When patients reach an age as advanced as the Carlsons, “it’s normally not recommended to do standard screening” for certain cancers, based on life-expectancy statistics, Moore says. The common view is that the longer a patient lives, the lower the value of screening for some cancers.
But that's not the path Moore took with the Carlsons, who both were diagnosed with cancers while under Moore’s care.
“It’s the whole tension of, do we put everyone into the age group, or do we individualize some of these things? I tend to try to individualize if I really think the longevity is there, and so I don’t always stop screening quite as early” as other doctors might, she says.

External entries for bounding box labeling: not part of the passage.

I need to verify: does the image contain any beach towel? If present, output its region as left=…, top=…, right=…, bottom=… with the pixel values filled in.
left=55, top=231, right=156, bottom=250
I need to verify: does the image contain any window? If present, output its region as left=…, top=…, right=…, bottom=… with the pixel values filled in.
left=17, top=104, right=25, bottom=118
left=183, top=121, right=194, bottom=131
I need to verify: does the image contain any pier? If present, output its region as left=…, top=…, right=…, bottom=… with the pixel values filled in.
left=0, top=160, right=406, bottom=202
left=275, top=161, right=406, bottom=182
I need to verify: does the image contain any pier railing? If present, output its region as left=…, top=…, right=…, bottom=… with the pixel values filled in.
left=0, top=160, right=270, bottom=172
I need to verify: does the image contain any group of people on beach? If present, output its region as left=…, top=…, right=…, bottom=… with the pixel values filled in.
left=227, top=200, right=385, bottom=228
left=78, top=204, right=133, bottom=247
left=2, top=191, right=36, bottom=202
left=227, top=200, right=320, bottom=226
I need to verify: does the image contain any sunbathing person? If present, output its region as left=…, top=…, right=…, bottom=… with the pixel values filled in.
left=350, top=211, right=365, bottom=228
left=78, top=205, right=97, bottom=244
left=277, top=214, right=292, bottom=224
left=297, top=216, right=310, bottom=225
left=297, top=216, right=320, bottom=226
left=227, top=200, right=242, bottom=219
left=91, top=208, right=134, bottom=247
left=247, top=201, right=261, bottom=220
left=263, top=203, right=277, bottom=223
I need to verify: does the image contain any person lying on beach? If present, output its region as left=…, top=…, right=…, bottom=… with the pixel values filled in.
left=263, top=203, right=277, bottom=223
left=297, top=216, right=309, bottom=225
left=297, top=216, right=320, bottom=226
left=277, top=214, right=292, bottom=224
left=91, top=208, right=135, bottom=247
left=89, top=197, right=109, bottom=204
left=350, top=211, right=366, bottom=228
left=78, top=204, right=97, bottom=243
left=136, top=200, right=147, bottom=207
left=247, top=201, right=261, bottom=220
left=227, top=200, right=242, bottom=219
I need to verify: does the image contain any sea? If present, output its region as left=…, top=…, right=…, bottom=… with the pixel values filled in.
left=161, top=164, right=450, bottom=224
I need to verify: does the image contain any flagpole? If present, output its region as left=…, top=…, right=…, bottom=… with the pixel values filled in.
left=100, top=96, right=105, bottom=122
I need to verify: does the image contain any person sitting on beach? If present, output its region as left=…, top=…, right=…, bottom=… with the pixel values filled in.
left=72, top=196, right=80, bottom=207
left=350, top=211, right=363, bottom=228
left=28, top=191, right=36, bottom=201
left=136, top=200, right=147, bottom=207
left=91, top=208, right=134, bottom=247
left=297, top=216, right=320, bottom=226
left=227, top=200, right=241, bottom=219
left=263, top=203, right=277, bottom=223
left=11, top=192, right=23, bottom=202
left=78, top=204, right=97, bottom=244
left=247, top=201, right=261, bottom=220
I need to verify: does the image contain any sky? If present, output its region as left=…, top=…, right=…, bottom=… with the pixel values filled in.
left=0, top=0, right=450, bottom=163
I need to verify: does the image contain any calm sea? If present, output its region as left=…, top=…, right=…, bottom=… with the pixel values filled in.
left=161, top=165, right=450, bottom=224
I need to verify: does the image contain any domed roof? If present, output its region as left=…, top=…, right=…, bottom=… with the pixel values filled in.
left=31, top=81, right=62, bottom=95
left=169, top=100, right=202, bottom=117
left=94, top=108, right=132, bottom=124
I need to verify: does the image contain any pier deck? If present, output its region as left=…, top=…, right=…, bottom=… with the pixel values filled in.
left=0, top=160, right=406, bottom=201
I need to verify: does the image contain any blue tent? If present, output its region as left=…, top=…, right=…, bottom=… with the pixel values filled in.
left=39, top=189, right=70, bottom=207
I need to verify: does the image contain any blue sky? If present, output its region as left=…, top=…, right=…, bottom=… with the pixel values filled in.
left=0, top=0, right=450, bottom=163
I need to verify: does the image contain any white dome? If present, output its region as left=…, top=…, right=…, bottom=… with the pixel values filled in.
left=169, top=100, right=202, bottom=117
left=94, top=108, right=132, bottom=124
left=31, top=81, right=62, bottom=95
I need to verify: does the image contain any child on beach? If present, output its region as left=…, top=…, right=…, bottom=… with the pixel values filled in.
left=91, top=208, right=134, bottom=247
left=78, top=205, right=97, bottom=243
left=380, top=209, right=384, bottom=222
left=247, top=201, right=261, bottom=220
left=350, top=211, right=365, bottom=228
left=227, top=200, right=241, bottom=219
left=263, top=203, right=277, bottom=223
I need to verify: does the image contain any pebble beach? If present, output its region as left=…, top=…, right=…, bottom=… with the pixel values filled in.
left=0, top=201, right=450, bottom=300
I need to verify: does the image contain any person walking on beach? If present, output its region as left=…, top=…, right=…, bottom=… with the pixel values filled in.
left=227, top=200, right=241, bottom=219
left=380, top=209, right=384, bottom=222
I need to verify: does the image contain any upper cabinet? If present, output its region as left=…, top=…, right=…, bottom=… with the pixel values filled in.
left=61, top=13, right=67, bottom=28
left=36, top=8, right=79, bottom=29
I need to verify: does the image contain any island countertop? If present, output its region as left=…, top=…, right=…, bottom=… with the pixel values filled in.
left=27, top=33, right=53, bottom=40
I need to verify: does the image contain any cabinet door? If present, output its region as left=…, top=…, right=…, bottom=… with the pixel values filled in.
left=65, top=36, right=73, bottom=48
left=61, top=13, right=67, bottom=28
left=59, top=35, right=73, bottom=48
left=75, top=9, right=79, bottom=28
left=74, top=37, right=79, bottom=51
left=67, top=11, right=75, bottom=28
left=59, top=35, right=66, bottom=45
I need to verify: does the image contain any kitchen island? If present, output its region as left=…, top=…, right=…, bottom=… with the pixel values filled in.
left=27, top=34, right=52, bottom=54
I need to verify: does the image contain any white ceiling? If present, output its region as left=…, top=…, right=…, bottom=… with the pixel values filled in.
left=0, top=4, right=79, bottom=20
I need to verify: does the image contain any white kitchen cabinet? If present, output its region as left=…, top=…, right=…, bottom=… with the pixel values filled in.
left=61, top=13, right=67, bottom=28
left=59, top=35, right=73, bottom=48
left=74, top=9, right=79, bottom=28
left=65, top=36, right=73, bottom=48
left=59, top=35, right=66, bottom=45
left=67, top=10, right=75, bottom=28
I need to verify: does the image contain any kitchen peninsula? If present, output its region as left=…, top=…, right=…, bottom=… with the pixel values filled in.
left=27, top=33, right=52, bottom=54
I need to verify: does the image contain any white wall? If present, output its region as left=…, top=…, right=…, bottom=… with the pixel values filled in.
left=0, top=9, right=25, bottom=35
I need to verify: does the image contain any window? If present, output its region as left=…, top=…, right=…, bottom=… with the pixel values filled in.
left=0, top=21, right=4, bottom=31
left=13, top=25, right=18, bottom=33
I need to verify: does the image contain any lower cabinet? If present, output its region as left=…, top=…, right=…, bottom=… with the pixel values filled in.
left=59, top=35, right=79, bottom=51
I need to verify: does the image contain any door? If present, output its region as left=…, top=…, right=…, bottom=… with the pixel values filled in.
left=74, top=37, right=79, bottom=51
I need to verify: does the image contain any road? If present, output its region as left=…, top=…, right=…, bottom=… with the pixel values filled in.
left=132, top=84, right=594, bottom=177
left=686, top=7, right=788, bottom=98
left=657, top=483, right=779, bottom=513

“In their case, I do think it has been important that they’ve had these diagnosis and treatment, and that is a patient-centered care approach – individualized, personalized medicine.”
So what accounts for their long lives? There’s no magic pill or supplement for that, Moore says.
“It’s good genetics, and strong family connections, and having a reason to get out of bed in the morning. And they’ve probably had pretty good health habits in all the classic ways – they weren’t big smokers or drinkers. They’re not interested in just accepting conditions that happen just because of their age. They like to have improvement and to try things to help them have less of those symptoms.”
She adds: “As we often see in couples of this length of marriage, they’re determined to stay there for each other. Each of them is determined not to be the first one gone. They’re now going for their 70th wedding anniversary in September; that’s their new goal."
The Carlsons have their own theories about long life.
“Keep moving,” says Chuck. “Stay active. Get off your duff. If you quit moving, pretty soon you can’t move. Just try to behave and stay out of trouble.”
“Agree to disagree,” says Janice with a laugh. They’ve both faced health challenges, she says, “but you don’t sit and worry about it. Help each other and support each other. You kind of want to be there for the spouse. Who knows what tomorrow holds? I pray that we can still be together for a while, anyway.”
Photo at top: Janice and Charles Carlson. Photo: Andy Colwell for the CU Department of Medicine.